A Polícia Civil do Tocantins investiga as circunstâncias da morte de um menino de 3 anos, registrada na segunda-feira (3), em Palmas. Segundo o delegado Eduardo Menezes, responsável pelo caso, exames preliminares identificaram indícios de violência no corpo da criança, o que levou a investigação a considerar a possibilidade de homicídio.
O principal foco da apuração é verificar se as lesões têm relação com uma possível agressão. O pai da criança, o advogado Igor Gustavo Veloso de Sousa, foi ouvido pela Polícia Civil e liberado. Ele não foi preso e permanece à disposição das investigações.
De acordo com o delegado, a conclusão dependerá dos laudos periciais.

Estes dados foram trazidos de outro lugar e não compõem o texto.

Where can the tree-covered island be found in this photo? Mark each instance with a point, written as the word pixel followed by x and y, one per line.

“Foram constatados alguns indícios de violência no corpo, e a DHPP foi acionada. Agora, vamos investigar para determinar se houve agressão por parte do pai ou se se trata de outra circunstância. O laudo cadavérico será fundamental para definir se houve um acidente ou um homicídio”, afirmou Eduardo Menezes.
Versão apresentada pela defesa
Segundo a defesa de Igor Gustavo, o pai estava com o filho na área de lazer da residência, no domingo (2), quando percebeu que a criança estava na piscina em uma aparente situação de afogamento.
Ainda conforme a versão apresentada, ele retirou o menino da água, realizou os primeiros socorros e a criança voltou a reagir após expelir a água ingerida. A defesa afirma que, como o menino aparentava estar bem, ele recebeu um banho e foi colocado para descansar.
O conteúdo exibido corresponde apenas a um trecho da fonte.